NWFS sb->s_blocksize issues

From: Jeff V. Merkey (jmerkey@timpanogas.com)
Date: Thu Aug 31 2000 - 11:22:55 EST


Why was it necessary to interlock the blocksize reported by a file
system with the superblock with the page cache and the ll_rw_block()
interface? I've gotten to the bottom of the bmap() problem with using a
1024/2048/4096 blocksize and the problem is related to the way the page
cache asks for pages. NWFS will suballocate files < volume blocksize
(4K,8K,16K,32K,64K).
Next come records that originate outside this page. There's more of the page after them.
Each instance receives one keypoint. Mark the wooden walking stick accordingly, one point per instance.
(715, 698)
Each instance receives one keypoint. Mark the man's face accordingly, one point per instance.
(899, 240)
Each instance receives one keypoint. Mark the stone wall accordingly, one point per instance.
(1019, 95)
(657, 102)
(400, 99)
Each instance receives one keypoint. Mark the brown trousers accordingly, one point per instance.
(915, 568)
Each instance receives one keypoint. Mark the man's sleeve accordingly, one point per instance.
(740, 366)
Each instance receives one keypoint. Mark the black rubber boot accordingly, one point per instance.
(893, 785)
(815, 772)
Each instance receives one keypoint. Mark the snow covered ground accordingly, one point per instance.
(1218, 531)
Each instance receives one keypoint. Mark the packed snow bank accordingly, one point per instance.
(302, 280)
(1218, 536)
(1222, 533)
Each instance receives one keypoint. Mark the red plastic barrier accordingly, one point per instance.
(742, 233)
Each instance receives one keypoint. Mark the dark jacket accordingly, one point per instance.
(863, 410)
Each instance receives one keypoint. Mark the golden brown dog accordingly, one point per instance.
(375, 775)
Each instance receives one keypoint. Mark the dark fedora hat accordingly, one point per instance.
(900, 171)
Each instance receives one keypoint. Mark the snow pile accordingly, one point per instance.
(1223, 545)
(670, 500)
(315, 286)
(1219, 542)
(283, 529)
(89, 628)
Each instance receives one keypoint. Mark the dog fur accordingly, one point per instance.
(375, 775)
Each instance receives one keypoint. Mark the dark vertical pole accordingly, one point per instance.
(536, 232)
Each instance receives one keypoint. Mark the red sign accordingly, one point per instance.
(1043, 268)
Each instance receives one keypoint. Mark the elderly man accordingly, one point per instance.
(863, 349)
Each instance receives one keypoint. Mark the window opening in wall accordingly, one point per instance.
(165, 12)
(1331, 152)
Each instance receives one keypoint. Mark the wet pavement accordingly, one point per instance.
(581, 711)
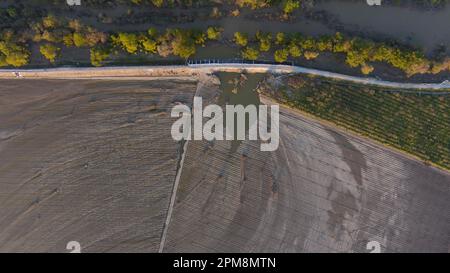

These suballocated file runs are not always block
aligned which results in the page cache getting partial or scattered
runs.

The page cache always seems to assume that the blocks for a page will
conform to the sb->s_blocksize value (which is ok), however, what's
stilted about this model is that the underlying logic in ll_rw_block()
will enforce buffer head reads to this blocksize value. My benchmarking
shows best performance on Linux at 1024 blocksize settings (drivers
seems optimized to this case). I have found that if I define
sb->s_blocksize to a certain value, buffer heads get rejected if I
attempt other values because set_blocksize() fails if the superblock
value does not match.

I can completely get around this problem by setting everything to a
blocksize of 512, and using buffer heads set to this blocksize, however,
this eats up more memory and creates more overhead in the ll_rw_block()
code since it has to merge all these requests, plus there's the overhead
of allocating tons of buffer heads for all the 512 blocks. It also
increases (oink) the bmap() interative calling to map a file since
smaller blocksizes result in more calls through the page cache
interface. I guess what I am asking is why does there need to be a
correlation beween page cache superblock size and an artificial
enforement underneath in ll_rw_block() to force block I/O operations to
be the same.

One would think that ideally, I/O requests would allow variable length
sector operations up to any size, and a config option to allow the page
cache to bmap() sizes independently of I/O requests to the disks.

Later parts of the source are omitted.